Tja, leider hat das auch nix gebracht   :Confused: 

Auch wenn ich diese Ordner verschiebe/lösche bringt das keine änderung, ich bekomme immernoch die gleichen Fehler und kann keine User anlegen ...

Schade, aber wie es aussieht kann mir leider niemand hier helfen, bzw. weiß niemand wo der Fehler hier liegt und wie man ihn beseitigt .....

Also hat vielleicht doch noch wer eine Idee? Immerhin bin ich ja genau nach dem gentoo-Wiki-Howto vorgegangen und ich kann doch net der einzige sein mit einem Samba-(LDAP)-PDC??

Und wenn wirklich keiner mehr Rat weiß, hmm, dann ist das zwar sehr schlecht, aber leider nicht zu ändern ...
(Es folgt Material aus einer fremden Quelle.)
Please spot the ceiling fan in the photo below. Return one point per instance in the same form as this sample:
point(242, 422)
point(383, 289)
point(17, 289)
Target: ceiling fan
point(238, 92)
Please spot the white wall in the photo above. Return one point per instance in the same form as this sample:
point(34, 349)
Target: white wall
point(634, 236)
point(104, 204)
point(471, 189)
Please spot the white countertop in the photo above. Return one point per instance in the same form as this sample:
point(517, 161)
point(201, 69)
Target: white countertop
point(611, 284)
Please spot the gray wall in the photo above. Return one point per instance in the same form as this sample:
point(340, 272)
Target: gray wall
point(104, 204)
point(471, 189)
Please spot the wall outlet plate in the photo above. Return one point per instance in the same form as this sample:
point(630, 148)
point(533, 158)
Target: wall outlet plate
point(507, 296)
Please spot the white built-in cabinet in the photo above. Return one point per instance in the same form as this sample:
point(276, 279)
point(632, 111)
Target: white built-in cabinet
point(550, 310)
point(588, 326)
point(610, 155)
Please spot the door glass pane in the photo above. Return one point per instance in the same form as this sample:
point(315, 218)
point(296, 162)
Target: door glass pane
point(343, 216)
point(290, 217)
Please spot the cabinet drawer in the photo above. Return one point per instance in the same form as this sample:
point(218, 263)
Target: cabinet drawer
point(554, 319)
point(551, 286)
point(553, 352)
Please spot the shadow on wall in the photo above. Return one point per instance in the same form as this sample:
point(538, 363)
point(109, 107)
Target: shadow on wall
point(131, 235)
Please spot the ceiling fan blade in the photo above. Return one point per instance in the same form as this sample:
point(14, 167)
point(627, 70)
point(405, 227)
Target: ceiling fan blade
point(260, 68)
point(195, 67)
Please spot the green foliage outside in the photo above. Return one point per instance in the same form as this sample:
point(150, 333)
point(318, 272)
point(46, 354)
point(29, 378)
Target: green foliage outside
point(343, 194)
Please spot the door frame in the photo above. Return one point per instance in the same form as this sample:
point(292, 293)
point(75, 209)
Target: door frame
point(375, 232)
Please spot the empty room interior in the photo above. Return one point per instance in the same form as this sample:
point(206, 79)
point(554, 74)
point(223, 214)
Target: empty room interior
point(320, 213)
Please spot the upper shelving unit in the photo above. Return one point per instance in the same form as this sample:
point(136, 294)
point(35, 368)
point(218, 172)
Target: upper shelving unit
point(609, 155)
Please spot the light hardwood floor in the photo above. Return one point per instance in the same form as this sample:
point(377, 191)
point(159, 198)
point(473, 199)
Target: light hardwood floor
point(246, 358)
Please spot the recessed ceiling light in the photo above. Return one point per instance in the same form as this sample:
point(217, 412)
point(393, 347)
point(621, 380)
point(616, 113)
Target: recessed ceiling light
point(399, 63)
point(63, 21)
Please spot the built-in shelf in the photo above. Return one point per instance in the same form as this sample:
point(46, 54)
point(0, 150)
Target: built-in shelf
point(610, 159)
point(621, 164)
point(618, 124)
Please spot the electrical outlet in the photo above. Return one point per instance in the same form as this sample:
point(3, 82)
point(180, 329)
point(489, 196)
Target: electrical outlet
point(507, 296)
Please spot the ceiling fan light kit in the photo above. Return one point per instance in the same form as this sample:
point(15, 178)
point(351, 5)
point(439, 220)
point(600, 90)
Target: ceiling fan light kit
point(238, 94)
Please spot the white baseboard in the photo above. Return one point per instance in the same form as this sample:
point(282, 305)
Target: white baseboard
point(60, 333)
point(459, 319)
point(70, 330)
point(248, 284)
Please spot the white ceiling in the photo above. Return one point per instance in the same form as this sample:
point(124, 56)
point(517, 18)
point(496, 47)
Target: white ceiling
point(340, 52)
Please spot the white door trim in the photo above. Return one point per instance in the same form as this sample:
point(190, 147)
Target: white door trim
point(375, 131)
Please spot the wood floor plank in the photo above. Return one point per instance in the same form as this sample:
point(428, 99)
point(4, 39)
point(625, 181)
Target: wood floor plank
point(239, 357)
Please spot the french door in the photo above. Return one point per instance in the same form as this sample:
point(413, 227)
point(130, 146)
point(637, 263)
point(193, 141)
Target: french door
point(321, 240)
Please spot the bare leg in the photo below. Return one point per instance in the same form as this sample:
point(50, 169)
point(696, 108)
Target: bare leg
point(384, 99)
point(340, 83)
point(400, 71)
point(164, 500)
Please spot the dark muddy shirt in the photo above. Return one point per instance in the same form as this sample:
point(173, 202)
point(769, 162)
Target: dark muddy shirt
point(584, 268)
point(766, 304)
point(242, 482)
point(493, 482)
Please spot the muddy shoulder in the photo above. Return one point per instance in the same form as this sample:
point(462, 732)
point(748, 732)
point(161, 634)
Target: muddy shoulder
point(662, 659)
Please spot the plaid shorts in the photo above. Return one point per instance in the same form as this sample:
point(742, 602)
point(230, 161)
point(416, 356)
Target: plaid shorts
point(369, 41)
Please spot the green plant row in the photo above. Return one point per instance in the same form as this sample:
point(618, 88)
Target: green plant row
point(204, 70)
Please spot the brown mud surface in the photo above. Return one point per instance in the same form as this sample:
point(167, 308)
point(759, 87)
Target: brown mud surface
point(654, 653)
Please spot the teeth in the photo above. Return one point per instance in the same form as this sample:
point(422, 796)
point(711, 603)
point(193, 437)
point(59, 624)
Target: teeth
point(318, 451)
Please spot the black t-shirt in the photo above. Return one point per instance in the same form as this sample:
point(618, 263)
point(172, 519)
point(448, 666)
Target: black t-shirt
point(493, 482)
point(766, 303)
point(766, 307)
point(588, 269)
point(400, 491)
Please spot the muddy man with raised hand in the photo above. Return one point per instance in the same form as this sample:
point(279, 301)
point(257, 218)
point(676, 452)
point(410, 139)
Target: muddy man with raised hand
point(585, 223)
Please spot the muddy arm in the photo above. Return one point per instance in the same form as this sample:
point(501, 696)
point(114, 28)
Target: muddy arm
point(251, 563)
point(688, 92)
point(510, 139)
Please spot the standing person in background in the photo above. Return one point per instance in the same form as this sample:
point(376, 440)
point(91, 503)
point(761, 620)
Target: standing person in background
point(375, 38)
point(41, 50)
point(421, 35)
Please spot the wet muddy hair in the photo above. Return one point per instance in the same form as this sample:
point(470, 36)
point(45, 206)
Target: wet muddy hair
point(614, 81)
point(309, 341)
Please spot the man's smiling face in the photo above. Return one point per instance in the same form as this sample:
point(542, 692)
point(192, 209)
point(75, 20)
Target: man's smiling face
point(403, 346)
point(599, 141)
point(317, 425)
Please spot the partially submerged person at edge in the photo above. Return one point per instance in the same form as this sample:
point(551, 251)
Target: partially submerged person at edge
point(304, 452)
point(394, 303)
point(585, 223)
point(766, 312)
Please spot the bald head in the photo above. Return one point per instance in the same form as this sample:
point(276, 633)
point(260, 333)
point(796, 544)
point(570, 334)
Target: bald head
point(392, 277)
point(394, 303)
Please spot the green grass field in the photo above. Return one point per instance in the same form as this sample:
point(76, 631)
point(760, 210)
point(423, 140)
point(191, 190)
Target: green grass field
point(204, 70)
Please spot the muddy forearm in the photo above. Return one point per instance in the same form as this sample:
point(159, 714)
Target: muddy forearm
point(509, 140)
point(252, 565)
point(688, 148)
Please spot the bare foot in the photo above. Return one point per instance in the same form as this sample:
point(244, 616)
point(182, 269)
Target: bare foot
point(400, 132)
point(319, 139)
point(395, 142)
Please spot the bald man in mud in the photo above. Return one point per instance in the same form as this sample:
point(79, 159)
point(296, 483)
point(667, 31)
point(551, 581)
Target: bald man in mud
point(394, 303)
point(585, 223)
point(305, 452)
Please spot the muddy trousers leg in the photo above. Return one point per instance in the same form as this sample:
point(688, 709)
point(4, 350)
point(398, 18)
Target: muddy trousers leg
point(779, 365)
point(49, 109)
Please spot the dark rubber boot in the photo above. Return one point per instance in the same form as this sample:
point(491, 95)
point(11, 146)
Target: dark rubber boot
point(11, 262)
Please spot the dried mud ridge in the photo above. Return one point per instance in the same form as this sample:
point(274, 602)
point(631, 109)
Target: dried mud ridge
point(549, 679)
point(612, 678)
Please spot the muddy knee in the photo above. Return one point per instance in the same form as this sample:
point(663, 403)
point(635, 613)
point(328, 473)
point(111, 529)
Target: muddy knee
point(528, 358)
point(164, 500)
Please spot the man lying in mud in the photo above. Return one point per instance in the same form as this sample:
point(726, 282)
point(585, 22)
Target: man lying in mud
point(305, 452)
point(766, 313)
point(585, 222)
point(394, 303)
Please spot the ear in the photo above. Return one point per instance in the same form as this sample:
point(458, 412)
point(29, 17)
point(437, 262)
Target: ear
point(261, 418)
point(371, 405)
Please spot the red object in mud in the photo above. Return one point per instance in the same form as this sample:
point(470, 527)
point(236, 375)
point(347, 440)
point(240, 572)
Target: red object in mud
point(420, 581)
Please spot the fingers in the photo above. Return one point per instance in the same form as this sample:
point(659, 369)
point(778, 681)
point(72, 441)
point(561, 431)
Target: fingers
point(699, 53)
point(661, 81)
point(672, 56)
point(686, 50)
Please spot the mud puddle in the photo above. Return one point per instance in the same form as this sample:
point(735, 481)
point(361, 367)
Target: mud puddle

Vielleicht kann mir ja noch jemanden ne Seite sagen mit einem guten HowTo zu dem Thema oder allgemeinen infos zu LDAP, und zwar so das auch ein Anfänger das versteht ...

Ich bin euch schonmal im Vorraus dankbar ...

----------

## dmaus

@Gucky_der_Mausbiber: 

Ich habe morgen (Di, 13.02.07) ein Date mit meinem Samba-LDAP-PDC und schau mir mal dein Problem genauer an.

----------

## Gucky_der_Mausbiber

dafür wäre ich dir echt super dankbar ...    :Smile: 

----------

## dmaus

So, habe gerade dein Konfigurationsdateien mit meinen verglichen und konnte diesbezüglich nichts feststellen. Bei der Einrichtung meines PDCs bin ich übrigens auch genau nach dem HowTo vorgegangen.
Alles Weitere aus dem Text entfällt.